Similarly, Grayscale’s GBTC once had a Bitcoin dividend — before the launch of Bitcoin ETFs, GBTC provided an easy way to buy Bitcoin on the stock exchange, despite its high 2% management fee. If you’re interested in how Grayscale built its empire, check out my older article, “GBTC: Devil or Angel?”
From GBTC to Bitcoin ETFs to MSTR, every innovation in investment channels has created channel dividends, leading to asset premiums.
However, whether it’s MSTR’s stock premium or GBTC’s past premium, the ultimate source of value is Bitcoin itself.
As a scarce and decentralized asset, Bitcoin’s impact goes far beyond price appreciation — it’s reshaping global financial systems, investment strategies, and market psychology.
As more individuals and institutions learn to hold Bitcoin directly, these premiums will fade. But this does not mean Bitcoin’s value will diminish. On the contrary, as Bitcoin becomes deeply integrated into global finance, new opportunities and dividends will emerge.
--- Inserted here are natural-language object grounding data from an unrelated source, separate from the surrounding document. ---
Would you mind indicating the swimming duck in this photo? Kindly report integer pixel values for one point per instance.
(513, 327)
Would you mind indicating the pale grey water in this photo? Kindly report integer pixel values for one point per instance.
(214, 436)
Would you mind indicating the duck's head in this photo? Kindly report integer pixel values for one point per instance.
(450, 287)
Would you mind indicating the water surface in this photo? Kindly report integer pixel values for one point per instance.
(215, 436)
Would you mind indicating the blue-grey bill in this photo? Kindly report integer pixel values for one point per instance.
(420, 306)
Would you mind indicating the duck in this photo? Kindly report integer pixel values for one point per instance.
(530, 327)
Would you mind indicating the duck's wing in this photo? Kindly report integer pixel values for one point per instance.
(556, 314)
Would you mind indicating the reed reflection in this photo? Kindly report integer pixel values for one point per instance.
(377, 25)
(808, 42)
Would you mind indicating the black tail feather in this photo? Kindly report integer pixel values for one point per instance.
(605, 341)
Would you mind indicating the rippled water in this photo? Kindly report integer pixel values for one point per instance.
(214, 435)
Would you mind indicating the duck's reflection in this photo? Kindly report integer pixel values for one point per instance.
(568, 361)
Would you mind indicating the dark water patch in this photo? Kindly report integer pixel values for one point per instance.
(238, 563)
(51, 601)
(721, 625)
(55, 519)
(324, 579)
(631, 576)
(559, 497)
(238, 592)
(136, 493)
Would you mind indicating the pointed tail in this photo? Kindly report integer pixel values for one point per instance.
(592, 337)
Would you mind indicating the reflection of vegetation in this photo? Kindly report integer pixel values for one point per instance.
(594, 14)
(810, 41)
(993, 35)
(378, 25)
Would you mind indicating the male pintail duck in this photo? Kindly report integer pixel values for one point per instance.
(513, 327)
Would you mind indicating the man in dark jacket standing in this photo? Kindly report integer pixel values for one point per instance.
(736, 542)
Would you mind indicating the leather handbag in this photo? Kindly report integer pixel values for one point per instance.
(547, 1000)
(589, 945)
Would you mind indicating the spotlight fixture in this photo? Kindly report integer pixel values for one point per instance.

Ultimately, Bitcoin itself is the greatest dividend of our time.
Bitcoin is not just a safe haven for individuals and institutions — it is on the path to becoming a core asset of the global economy. Some institutions predict that if Bitcoin becomes a national reserve asset, its price could reach $42.3 million per coin. For more details, see “2049: Bitcoin at $42.3 Million — The Debt Solution of Bitcoinization.”
In this transformation, those who truly understand Bitcoin’s fundamental value will be the biggest winners.
At the end of the day, the reason Bitcoin dividends exist is that many people still don’t know how to hold Bitcoin directly.
I’ve written two free beginner guides:
1️⃣ How to Buy Bitcoin2️⃣ How to Store Bitcoin Using a Cold Wallet
I hope they help you.
I’m sharing all of this because the more people who can hold Bitcoin directly, the closer we get to Satoshi Nakamoto’s original vision — decentralization.